Supercharging Apache Superset
How Airbnb customized Superset for business intelligence at scale
At Airbnb, many employees rely on data every day to do their jobs. While several different tools are used for analysis, at the core of Airbnb’s self-serve business intelligence (BI) solution is Apache Superset™ (“Superset”).
Superset is an open-source data exploration and visualization platform designed to be visual, intuitive, and interactive. It enables users to analyze data using its SQL editor, and easily build charts and dashboards. It began at Airbnb in 2015 as a hackathon project, was open sourced in 2016, and joined the Apache Incubator program in May 2017. After nearly four years of incubating at Apache, on January 21st, 2021, the Apache Software Foundation announced Superset as a top-level project. This coincided with the official release of Superset 1.0, the first major version and a turning point for the project.
As Superset progressed, Airbnb has remained a consistent contributor to the project. In the past, we discussed how this journey started and the introduction of new product features. This post will cover high-level technical details on how we scaled Superset to a mature BI tool that supports enterprise use cases and how working with the community enabled us to build custom integrations with our other enterprise tools and systems.
By the Numbers
As the longest-running Superset environment, Airbnb has spent the last five years working closely with open-source contributors to build a product that scales and grows with the company. This has culminated in the ability to enable staggering amounts of data-driven intelligence. Superset at Airbnb handles on a weekly basis around:
- 2,000 users
- 50,000 SQL Lab queries
- 6,000 and 125,000 dashboard and chart views† respectively
† Views are defined as unique (day, user, entity) tuples and chart views encompass both dashboard and explorer surfaces.
Our ecosystem now comprises more than 100,000 tables and virtual datasets backing over 200,000 charts and 14,000 dashboards.
All this analysis, slicing and dicing, and decision making was performed by users across many job functions at Airbnb; over 25% of the company uses Superset on a weekly basis.
How We Scaled Superset
To support Airbnb’s scale, we built several custom features in and around Superset. These configuration options, daily offline jobs, and warehouse optimizations were key to scaling Superset.
Cache Warmup Job
Of all dashboards viewed each day at Airbnb, 90% are viewed more than once. This, combined with the fact that currently most new data only lands once a day through our ETL (extract, transform, load) jobs, means that caching the results of dashboard charts daily can dramatically improve performance for the majority of users. Using Apache Airflow™, we implemented an effective offline cache warmup strategy focused on warming up recently viewed dashboards, resulting in an 86% cache hit rate for Presto®-backed charts. Since Superset natively supports caching chart requests in Redis™*, we were able to programmatically load the popular dashboards during non-business hours, thus reducing the load on our query engines, Presto® and Apache Druid™, during peak hours. This improved cached chart load times from over 30 seconds when uncached to under four seconds.

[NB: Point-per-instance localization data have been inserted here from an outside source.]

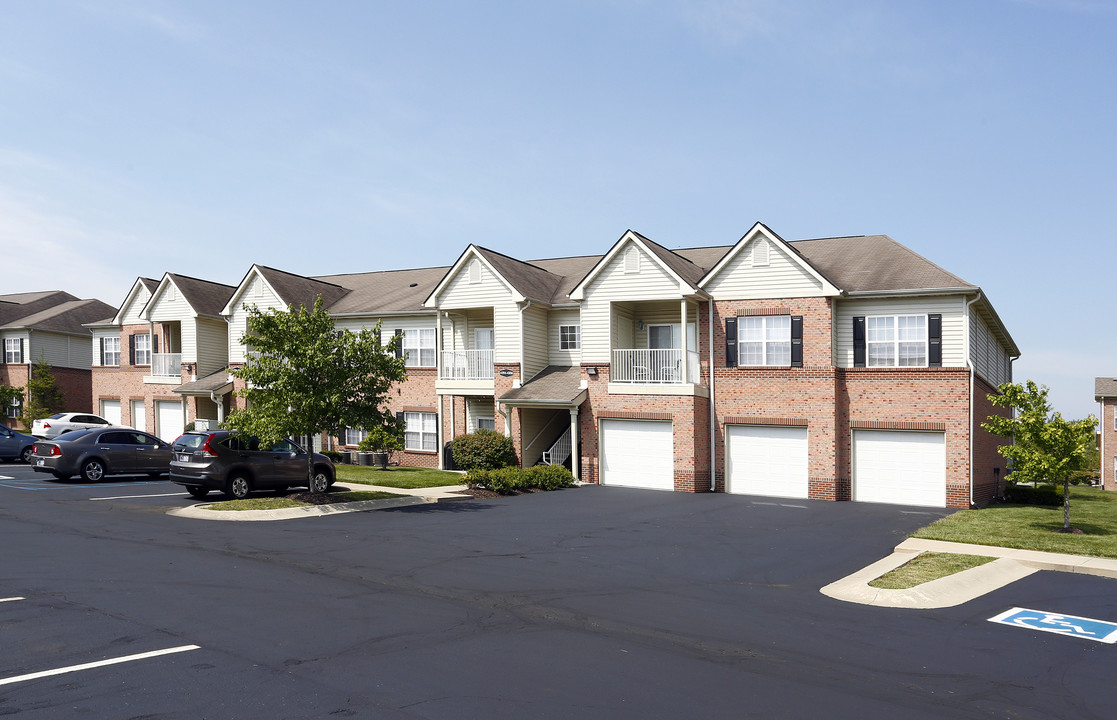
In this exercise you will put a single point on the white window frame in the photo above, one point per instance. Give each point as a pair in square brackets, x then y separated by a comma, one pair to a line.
[12, 356]
[416, 342]
[771, 333]
[106, 353]
[889, 349]
[570, 337]
[143, 354]
[420, 432]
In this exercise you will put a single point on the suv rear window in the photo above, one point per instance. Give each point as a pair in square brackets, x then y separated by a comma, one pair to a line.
[190, 442]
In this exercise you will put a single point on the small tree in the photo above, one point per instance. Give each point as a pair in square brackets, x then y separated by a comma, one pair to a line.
[304, 376]
[1046, 448]
[44, 396]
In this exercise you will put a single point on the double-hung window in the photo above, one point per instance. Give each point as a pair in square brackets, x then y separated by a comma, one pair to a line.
[420, 431]
[570, 337]
[12, 351]
[896, 341]
[418, 347]
[764, 339]
[110, 351]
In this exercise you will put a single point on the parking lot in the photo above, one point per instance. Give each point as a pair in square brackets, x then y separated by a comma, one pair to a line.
[592, 603]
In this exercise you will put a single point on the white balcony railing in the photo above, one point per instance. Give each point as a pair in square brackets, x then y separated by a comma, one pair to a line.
[467, 365]
[654, 366]
[166, 364]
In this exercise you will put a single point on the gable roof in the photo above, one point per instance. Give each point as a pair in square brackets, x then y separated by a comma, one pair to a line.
[67, 317]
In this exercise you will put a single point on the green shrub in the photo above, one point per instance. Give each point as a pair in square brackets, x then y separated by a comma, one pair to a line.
[1044, 495]
[483, 450]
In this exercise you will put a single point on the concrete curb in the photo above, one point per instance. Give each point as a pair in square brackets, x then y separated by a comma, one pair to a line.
[961, 587]
[423, 496]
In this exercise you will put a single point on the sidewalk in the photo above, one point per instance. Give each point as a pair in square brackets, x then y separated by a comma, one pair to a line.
[419, 496]
[954, 589]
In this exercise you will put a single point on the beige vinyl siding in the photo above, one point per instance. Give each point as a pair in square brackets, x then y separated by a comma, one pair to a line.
[555, 319]
[132, 312]
[95, 345]
[987, 356]
[951, 308]
[782, 278]
[535, 341]
[601, 325]
[60, 351]
[255, 293]
[212, 344]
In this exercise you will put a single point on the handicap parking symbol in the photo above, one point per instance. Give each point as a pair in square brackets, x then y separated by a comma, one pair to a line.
[1085, 627]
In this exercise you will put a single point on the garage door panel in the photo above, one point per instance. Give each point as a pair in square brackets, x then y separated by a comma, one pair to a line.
[637, 454]
[767, 460]
[900, 468]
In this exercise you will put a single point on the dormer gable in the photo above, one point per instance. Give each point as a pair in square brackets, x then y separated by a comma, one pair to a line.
[635, 255]
[764, 265]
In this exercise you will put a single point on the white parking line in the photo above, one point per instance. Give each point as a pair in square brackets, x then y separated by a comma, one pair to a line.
[99, 663]
[130, 497]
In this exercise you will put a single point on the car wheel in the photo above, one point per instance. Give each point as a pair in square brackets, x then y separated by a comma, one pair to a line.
[237, 488]
[320, 481]
[93, 470]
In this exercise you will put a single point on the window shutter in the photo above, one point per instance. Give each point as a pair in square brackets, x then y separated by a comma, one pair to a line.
[935, 341]
[731, 342]
[859, 342]
[796, 341]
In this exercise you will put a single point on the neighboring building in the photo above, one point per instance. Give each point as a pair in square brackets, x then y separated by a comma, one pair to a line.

When loading a dashboard in Superset, individual requests are fired off concurrently for every visible chart on the dashboard. Although this works when requests are fast and dashboards are small, with dashboards containing many charts we quickly run into issues with browser settings. Most modern browsers limit the number of concurrent requests made to a single domain (i.e., the Superset API) to six, resulting in a bottleneck that slows down large dashboards. To handle this issue, we built the SUPERSET_WEBSERVER_DOMAINS configuration option. By setting this option, admins can allow as many concurrent dashboard queries as their database engine can support (an effective cache may be required to ensure that the engine is not overloaded). We route four different subdomains to our web server, supporting up to 24 concurrent queries on a single dashboard. This functionality was key to allowing users to build complex dashboards and improving performance.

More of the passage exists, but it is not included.